Posted December 1st, 2010 by Mindel DeLaTorre - Chief of the International Bureau

If you're traveling in Europe and suddenly you need to make an emergency call - what do you do?  Dial “112.”  Don’t call 911 as you would in the United States; that number doesn’t work in Europe.  Dialing 112 from any country in the European Union (EU) will connect you to emergency services, such as police, fire, and ambulance services.  (See the list of European Union member countries.)  Dialing 112 could be a life-saver and is completely free.  You can dial 112 from any mobile phone, landline, or payphone.  In most EU countries, the operator will speak both the local language and English (you can find country specific details). 

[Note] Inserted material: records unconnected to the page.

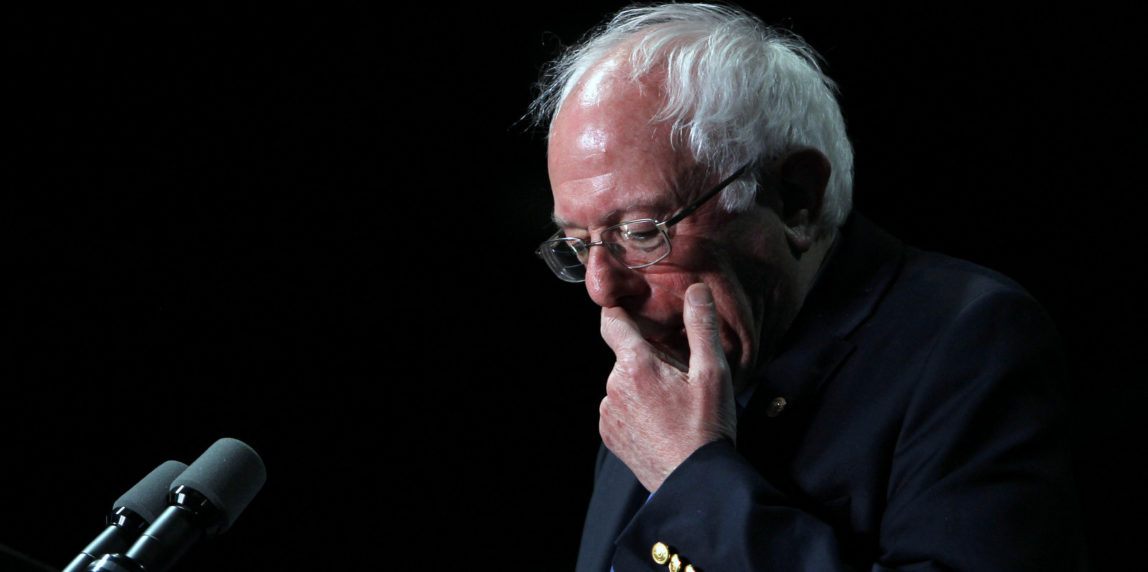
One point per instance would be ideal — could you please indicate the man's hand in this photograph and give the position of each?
(654, 415)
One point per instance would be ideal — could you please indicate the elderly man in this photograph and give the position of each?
(793, 388)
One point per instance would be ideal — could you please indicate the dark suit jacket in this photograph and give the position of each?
(923, 429)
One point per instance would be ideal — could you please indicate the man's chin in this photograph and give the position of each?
(675, 353)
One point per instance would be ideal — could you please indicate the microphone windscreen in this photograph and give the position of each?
(149, 496)
(229, 474)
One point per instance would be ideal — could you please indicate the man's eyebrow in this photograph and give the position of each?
(605, 219)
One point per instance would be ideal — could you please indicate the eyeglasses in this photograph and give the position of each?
(636, 244)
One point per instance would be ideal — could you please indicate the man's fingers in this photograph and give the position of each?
(700, 317)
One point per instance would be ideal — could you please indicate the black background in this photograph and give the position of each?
(312, 229)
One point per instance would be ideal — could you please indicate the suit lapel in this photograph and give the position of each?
(617, 497)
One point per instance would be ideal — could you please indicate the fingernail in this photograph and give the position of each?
(699, 295)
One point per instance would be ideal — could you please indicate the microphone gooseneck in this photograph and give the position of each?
(203, 502)
(131, 515)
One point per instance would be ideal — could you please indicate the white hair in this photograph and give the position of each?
(737, 91)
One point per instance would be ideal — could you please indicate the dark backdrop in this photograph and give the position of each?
(312, 229)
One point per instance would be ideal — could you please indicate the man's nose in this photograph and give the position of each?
(607, 280)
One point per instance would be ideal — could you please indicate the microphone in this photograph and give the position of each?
(131, 513)
(202, 503)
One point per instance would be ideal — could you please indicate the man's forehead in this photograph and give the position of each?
(598, 201)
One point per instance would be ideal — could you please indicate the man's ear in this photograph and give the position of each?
(804, 177)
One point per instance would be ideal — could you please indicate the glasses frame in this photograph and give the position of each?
(661, 225)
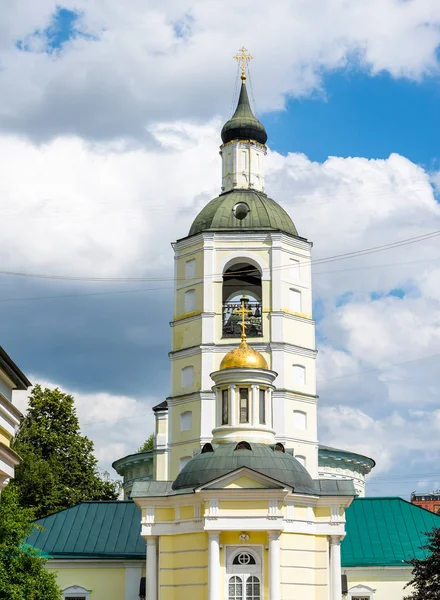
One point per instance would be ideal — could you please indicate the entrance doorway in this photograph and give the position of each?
(244, 574)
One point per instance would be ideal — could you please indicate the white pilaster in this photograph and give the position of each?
(132, 580)
(243, 165)
(274, 565)
(213, 565)
(233, 400)
(151, 570)
(269, 409)
(335, 567)
(255, 404)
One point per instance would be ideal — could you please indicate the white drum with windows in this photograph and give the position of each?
(244, 574)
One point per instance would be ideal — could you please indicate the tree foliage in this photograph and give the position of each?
(426, 571)
(22, 572)
(148, 444)
(58, 468)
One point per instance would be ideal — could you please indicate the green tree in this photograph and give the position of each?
(148, 444)
(426, 571)
(58, 468)
(22, 572)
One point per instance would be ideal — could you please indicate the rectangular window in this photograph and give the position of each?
(244, 405)
(190, 268)
(299, 375)
(187, 376)
(295, 301)
(295, 269)
(225, 407)
(262, 407)
(190, 300)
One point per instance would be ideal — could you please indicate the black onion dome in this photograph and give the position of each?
(216, 461)
(243, 125)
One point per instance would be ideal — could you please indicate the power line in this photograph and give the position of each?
(406, 362)
(325, 260)
(360, 268)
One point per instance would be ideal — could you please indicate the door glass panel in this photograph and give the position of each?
(252, 588)
(235, 589)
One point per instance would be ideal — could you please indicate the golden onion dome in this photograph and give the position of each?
(243, 357)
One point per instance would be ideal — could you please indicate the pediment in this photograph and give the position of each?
(244, 479)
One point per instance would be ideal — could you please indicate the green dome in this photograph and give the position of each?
(264, 214)
(224, 459)
(243, 125)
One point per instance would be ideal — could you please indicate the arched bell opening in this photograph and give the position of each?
(242, 283)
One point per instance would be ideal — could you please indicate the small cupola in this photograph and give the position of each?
(243, 125)
(243, 389)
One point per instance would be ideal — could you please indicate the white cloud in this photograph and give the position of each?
(146, 63)
(112, 210)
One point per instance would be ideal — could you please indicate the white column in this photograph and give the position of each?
(274, 565)
(233, 405)
(132, 580)
(269, 411)
(255, 405)
(213, 565)
(218, 407)
(335, 564)
(151, 571)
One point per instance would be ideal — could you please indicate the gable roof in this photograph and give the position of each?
(106, 530)
(15, 374)
(385, 532)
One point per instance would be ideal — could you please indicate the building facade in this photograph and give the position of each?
(237, 510)
(11, 378)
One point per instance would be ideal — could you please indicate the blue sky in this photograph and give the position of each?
(360, 115)
(110, 123)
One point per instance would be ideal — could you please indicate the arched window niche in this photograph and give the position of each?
(76, 592)
(242, 282)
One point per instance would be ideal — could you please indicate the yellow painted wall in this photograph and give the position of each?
(176, 453)
(5, 437)
(177, 410)
(160, 467)
(183, 566)
(304, 566)
(187, 512)
(187, 334)
(230, 507)
(164, 514)
(180, 312)
(176, 374)
(322, 513)
(106, 584)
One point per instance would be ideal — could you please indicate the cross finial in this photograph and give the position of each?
(243, 57)
(243, 311)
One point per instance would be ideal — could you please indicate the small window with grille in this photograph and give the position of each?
(76, 592)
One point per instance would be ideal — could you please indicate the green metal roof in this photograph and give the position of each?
(208, 466)
(380, 531)
(264, 215)
(243, 125)
(106, 530)
(385, 532)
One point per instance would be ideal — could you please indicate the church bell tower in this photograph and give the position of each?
(242, 256)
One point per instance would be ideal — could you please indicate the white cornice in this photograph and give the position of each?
(223, 348)
(293, 349)
(282, 313)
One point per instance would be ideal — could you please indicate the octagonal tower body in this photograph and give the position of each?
(242, 244)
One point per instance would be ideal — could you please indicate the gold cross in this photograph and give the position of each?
(243, 311)
(243, 57)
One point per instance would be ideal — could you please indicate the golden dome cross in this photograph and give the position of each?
(243, 311)
(243, 57)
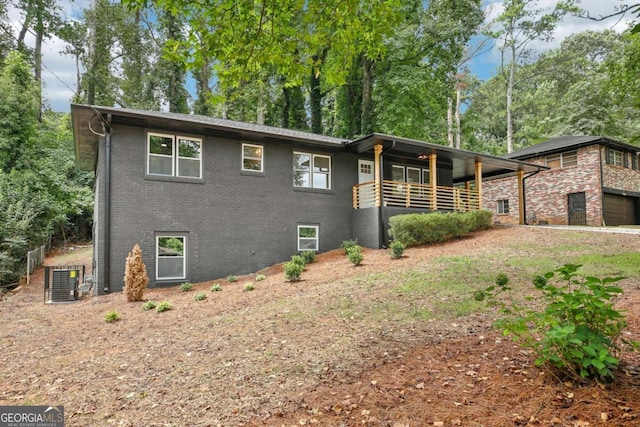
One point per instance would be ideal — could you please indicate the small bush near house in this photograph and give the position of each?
(164, 306)
(111, 316)
(576, 332)
(292, 271)
(186, 286)
(427, 228)
(355, 255)
(309, 256)
(396, 249)
(149, 305)
(348, 244)
(135, 275)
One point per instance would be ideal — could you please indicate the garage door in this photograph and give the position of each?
(619, 210)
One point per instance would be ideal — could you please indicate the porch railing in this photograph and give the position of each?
(419, 196)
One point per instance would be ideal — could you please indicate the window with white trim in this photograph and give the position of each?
(170, 257)
(173, 155)
(311, 170)
(308, 238)
(252, 157)
(503, 206)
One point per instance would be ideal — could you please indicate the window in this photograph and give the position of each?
(503, 207)
(170, 155)
(170, 257)
(308, 238)
(562, 160)
(311, 170)
(252, 157)
(615, 157)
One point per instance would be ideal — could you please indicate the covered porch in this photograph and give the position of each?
(399, 175)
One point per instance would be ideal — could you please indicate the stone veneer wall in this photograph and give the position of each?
(546, 192)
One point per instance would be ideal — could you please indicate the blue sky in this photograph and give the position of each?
(59, 73)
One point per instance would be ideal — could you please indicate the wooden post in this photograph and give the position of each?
(479, 182)
(433, 180)
(521, 197)
(377, 149)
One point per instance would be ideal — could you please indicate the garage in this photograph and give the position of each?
(620, 210)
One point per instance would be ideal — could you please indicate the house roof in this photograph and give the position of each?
(88, 125)
(564, 143)
(463, 161)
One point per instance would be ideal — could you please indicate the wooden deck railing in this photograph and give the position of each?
(419, 196)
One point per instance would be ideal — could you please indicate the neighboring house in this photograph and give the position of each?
(206, 198)
(592, 180)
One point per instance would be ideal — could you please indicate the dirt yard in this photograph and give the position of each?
(342, 347)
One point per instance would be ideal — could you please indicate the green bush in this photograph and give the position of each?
(292, 271)
(355, 255)
(309, 256)
(111, 316)
(396, 248)
(186, 286)
(426, 228)
(164, 306)
(149, 305)
(571, 323)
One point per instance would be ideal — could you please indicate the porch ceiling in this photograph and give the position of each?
(463, 161)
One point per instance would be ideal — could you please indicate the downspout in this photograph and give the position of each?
(380, 220)
(107, 205)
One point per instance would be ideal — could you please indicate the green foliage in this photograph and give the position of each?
(423, 229)
(164, 306)
(309, 256)
(149, 305)
(111, 316)
(355, 255)
(396, 249)
(348, 244)
(571, 323)
(186, 286)
(292, 271)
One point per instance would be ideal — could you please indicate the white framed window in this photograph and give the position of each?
(311, 170)
(308, 239)
(172, 155)
(171, 257)
(503, 206)
(252, 158)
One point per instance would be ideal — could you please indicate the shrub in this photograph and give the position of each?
(309, 256)
(186, 286)
(355, 255)
(135, 275)
(576, 332)
(348, 244)
(164, 306)
(149, 305)
(111, 316)
(292, 271)
(427, 228)
(397, 249)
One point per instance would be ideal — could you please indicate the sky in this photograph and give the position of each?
(59, 71)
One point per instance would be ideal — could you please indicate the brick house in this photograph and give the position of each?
(206, 198)
(591, 181)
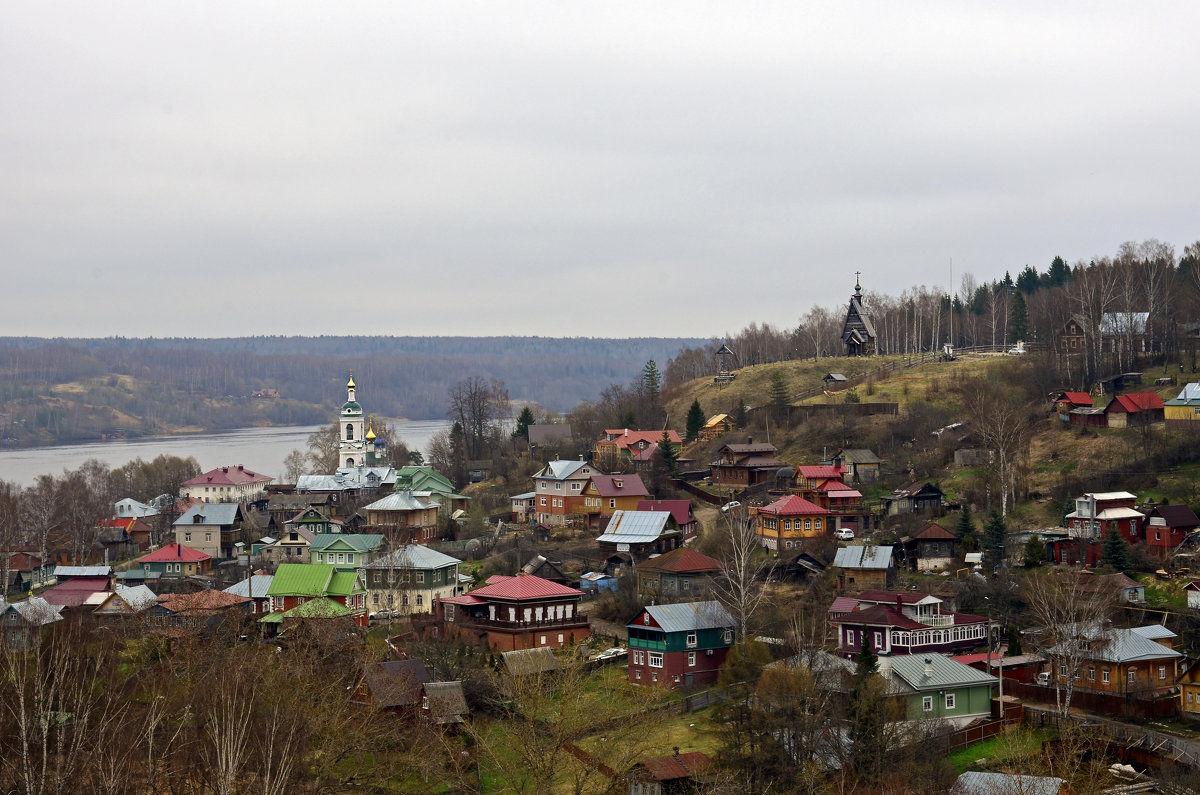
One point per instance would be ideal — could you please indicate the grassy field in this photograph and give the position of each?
(995, 753)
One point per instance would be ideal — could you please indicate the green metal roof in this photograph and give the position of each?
(301, 579)
(345, 584)
(347, 542)
(318, 608)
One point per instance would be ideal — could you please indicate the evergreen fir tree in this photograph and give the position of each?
(1019, 317)
(778, 396)
(695, 420)
(1035, 553)
(670, 455)
(1115, 553)
(1014, 641)
(525, 419)
(965, 530)
(995, 533)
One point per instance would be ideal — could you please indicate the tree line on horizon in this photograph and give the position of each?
(1032, 308)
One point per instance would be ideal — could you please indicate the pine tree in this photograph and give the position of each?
(1014, 641)
(1019, 317)
(739, 413)
(778, 396)
(965, 528)
(1115, 553)
(525, 419)
(1035, 553)
(670, 455)
(695, 420)
(995, 533)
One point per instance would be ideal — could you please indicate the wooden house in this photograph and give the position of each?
(717, 426)
(1167, 526)
(785, 524)
(1134, 410)
(931, 548)
(678, 645)
(858, 330)
(859, 465)
(861, 568)
(606, 494)
(913, 498)
(681, 574)
(741, 466)
(681, 513)
(633, 536)
(1065, 401)
(1183, 410)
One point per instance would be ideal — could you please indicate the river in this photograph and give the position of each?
(261, 449)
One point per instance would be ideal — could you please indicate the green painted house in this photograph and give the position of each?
(672, 645)
(347, 550)
(934, 686)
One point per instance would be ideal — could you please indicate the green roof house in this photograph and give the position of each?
(934, 686)
(297, 584)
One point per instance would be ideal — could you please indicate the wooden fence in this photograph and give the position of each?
(1128, 706)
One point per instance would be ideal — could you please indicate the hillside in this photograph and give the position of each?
(1061, 460)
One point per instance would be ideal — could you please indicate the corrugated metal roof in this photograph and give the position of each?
(863, 557)
(211, 513)
(83, 571)
(258, 584)
(978, 783)
(402, 501)
(690, 615)
(301, 579)
(943, 671)
(635, 526)
(413, 556)
(1155, 632)
(357, 542)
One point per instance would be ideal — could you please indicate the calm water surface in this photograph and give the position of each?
(261, 449)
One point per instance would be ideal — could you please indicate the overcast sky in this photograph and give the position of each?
(568, 168)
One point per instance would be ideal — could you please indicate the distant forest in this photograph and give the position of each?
(69, 390)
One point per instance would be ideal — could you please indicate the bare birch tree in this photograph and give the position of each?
(741, 586)
(1071, 616)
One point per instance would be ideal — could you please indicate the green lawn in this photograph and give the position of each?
(997, 751)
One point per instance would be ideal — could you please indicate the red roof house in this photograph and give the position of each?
(681, 512)
(1135, 408)
(511, 613)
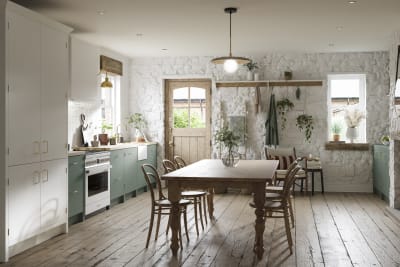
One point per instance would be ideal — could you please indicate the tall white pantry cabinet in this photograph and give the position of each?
(37, 82)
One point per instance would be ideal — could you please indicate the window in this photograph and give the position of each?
(110, 103)
(347, 92)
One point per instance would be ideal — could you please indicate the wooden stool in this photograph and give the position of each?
(321, 173)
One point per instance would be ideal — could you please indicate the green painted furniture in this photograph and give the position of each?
(76, 188)
(126, 177)
(381, 179)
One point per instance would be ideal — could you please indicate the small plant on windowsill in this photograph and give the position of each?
(336, 128)
(305, 122)
(139, 123)
(284, 105)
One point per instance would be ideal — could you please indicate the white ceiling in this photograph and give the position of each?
(201, 28)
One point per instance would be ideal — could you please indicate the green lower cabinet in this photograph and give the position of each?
(116, 175)
(381, 178)
(76, 188)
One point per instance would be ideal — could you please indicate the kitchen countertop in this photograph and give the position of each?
(111, 147)
(75, 153)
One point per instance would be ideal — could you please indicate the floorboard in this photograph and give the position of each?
(334, 229)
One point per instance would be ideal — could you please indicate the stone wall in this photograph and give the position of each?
(394, 163)
(344, 170)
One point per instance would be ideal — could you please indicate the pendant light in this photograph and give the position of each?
(230, 63)
(106, 83)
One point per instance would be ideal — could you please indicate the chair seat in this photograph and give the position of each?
(193, 193)
(281, 174)
(166, 202)
(274, 189)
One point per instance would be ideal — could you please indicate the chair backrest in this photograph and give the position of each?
(180, 163)
(285, 155)
(150, 175)
(168, 165)
(289, 181)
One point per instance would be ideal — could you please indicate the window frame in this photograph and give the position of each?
(362, 77)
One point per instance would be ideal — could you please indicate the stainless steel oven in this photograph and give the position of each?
(97, 181)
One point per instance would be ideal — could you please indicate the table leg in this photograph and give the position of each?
(259, 201)
(210, 203)
(174, 196)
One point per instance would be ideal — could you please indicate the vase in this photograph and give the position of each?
(250, 76)
(230, 159)
(352, 133)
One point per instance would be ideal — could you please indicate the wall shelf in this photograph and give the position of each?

If you’re traveling to countries outside of Europe, check the State Department website before you depart to identify the emergency calling number in the countries you’ll be traveling to.  These numbers are available from the State Department.  (Click on the specific country, then search under “Information for Victims of Crime.”)  You will see that “112” also is the emergency calling number in many other countries.  But it is not the number everywhere.  For example, the emergency number in South Africa is “10111.”  And in some countries, there may be variations.  In India, the local equivalent to our “911” emergency number is “100,” but “112” also works on mobile phones; and from a mobile phone in South Korea, the number is “02-112.”  Be aware too that in some countries such as Brazil and Haiti, you have to call a different number for different services.  For example, in Brazil, the number for police is “190,” while the number for fire and medical is “193.”  When traveling abroad, also keep in mind that the response times and services available on the other end of the call may be different than those in your local community in the United States.